Thanks to these frontier-shifting therapies, surgical techniques, and other ophthalmic innovations, vitreoretinal practice is certainly looking less “wild” than it may have 20 years ago. In fact, the dust from what were once great duels for treatment preference seems to have settled… and perhaps will only reignite with further development in instrumentation and techniques.
However, a number of untreatable conditions or conditions remain that need to be better managed, including dry AMD, central retinal artery occlusion (CRVO), and inherited retinal degeneration, said Dr. Kim. She predicts both dry and wet AMD will attract more research: “Developments in complement inhibitors and cell therapies are being investigated — and this is a wide open frontier for someone to conquer!”

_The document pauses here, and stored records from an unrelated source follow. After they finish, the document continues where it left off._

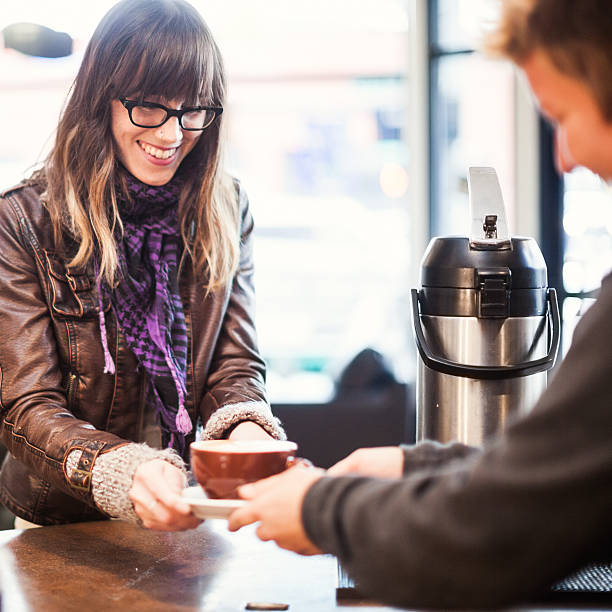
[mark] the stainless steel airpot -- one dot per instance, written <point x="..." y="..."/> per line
<point x="485" y="322"/>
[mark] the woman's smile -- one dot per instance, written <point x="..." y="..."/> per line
<point x="152" y="155"/>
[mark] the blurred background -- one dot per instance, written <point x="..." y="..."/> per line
<point x="351" y="124"/>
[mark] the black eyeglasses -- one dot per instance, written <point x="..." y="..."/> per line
<point x="151" y="114"/>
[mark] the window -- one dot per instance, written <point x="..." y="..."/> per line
<point x="472" y="112"/>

So, as we saddle up to ride off into the sunset, we’re left to ponder the next frontier — and gold rush — in vitreoretinal practice: the rise of technologies like AI, improvement to existing therapies and delivery systems, and more. Certainly, these will have a profound impact in ophthalmology and treatment paradigms. Yee-haw, indeed.
*Wu L, Acón D, Wu A, Wu M. Vascular endothelial growth factor inhibition and proliferative diabetic retinopathy, a changing treatment paradigm?. Taiwan J Ophthalmol. 2019;9(4):216-223.